Esse cidadão e Ibanez, ex-governador do DF, estão ligados, seja por dolo ou por omissão nas funções que ocupavam, a um rombo de 12 BILHÕES no BRB, que hoje mendiga na praça para não falir.
É curioso que nenhum dos dois tenha constado nas sugestões de indiciamento do relatório da CPI do Crime Organizado, que, na prática, acabou tendo seu escopo alterado para focar no caso Master.
Também é estranho, já que se optou por priorizar essa linha investigativa, que o relatório não tenha pedido o indiciamento do ex-governador do Rio, Cláudio Castro, porque, sob suas barbas, o instituto de previdência dos servidores do governo do RJ aportou 1 BILHÃO nos papéis podres do banco de Vorcaro.

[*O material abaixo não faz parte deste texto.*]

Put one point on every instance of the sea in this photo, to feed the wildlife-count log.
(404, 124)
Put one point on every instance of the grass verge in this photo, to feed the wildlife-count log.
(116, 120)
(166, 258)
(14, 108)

Sem contar que de crime organizado essa turma entende, vide as ligações de Bacelar, TH Joias e diversos outros políticos do PL-RJ, partido de Castro e de seu apoiador Flávio Bolsonaro.
Notem que estamos falando não em milhões, mas em BILHÕES DE REAIS. Interessante que nada disso tenha sido objeto de proposta de indiciamento pelo relator, que optou por um olhar absolutizado em ministros do STF e no PGR.
Ao tratar Comissões Parlamentares de Inquérito, que são de grande importância investigativa e fundamentais instrumentos das minorias políticas, como mero palanque a serviço de objetivos políticos e eleitorais, desmoraliza-se o próprio instituto e as prerrogativas tão caras ao parlamento. Uma lástima.